DEMOKRASI.CO.ID - Partai Demokrat menolak RUU Cipta Lapangan Kerja (Ciptaker) karena tidak memiliki urgensi di tengah pandemi Covid-19, cacat substansi dan cacat prosedur.
Perwakilan fraksi Demokrat, Hinca Panjaitam menilai banyak hal yang harus dibahas secara mendalam dan komprehensif. Ia meminta agar pembahasan juga melibatkan berbagai pemangku kepentingan yang berkaitan.
"Berdasarkan itu maka kami izinkan partai demokrat menyatakan menolak RUU Ciptaker ini. Kita tidak perlu terburu-buru. Ini penting agar produk yang dihasilkan dari RUU Ciptaker tidak berat sebelah, berkeadilan sosial, serta mampu mendorong pertumbuhan ekonomi dan penciptaan lapangan kerja yang sebenarnya," kata Hinca dalam Raker Pengambilan Keputusan Tingkat I, Sabtu (3/10).

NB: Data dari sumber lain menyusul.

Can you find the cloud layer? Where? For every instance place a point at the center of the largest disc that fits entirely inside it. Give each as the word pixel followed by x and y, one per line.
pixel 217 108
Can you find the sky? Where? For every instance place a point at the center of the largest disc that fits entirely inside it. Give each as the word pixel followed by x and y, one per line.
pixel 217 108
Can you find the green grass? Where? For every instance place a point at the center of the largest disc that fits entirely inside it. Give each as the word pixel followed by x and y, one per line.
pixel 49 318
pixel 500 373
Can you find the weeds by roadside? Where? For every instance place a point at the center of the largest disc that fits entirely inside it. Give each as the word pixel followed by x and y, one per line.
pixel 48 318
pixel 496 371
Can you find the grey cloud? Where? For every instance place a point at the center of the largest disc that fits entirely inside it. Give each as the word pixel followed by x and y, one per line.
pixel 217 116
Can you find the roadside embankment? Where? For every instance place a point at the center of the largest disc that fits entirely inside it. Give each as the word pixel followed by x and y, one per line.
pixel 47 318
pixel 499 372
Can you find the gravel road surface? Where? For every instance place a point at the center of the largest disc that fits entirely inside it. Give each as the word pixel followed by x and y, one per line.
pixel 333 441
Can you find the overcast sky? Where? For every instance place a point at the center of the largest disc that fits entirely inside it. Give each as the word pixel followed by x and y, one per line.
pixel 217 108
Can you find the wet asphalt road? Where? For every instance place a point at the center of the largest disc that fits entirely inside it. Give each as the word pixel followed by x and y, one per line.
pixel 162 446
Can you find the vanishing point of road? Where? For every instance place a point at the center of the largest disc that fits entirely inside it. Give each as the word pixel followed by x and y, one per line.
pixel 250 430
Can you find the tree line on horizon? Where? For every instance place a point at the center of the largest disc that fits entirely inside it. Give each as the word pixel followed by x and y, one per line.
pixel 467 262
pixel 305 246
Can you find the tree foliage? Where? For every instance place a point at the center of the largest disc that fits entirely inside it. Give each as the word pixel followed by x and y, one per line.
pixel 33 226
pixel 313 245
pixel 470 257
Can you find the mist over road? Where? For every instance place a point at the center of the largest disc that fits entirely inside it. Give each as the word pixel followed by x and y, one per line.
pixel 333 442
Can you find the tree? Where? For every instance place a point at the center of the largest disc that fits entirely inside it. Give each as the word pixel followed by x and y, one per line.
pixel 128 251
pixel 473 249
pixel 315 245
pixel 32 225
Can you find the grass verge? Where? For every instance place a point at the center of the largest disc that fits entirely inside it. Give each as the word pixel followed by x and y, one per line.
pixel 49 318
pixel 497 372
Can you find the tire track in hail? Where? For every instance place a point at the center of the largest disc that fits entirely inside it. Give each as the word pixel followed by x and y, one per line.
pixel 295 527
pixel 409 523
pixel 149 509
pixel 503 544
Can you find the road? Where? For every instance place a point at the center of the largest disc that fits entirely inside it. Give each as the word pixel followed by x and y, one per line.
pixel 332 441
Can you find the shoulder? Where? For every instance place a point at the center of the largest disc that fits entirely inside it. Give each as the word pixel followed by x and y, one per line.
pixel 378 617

Hingga berita ini diturunkan pukul 10.32 WIB, Raker Tingkat I masih berlangsung dengan fraksi-fraksi menyampaikan pandangan. Tercatat, Partai Golkar, Partai Amanat Nasional, Partai Persatuan Pembangunan, Partai Nasdem menerima penetapan RUU Ciptaker, sementara Demokrat dan PKS menolak.
Hinca mengatakan seharusnya pemerintah fokus ke penanganan Covid-19, khususnya untuk menyelamatkan jiwa manusia dan memutus mata rantai Covid-19.
"RUU Ciptaker ini tidak memiliki urgensi tengah pandemi Covid-19. Sebagaimana yang kami sampaikan dari awal, prioritas masyarakat harus fokus ke penanganan Covid-19 serta memulihkan ekonomi rakyat," ujar Hinca.
Lihat juga: RUU Ciptaker Hampir Rampung, DPR Rapat di Akhir Pekan Lagi
Hinca mengatakan masalah ketenagakerjaan bukanlah sebuah masalah utama uang menghalangi masuknya investasi asing. Survei World Economic Forum 2017 mengatakan ada 16 masalah menjalankan bisnis di Indonesia.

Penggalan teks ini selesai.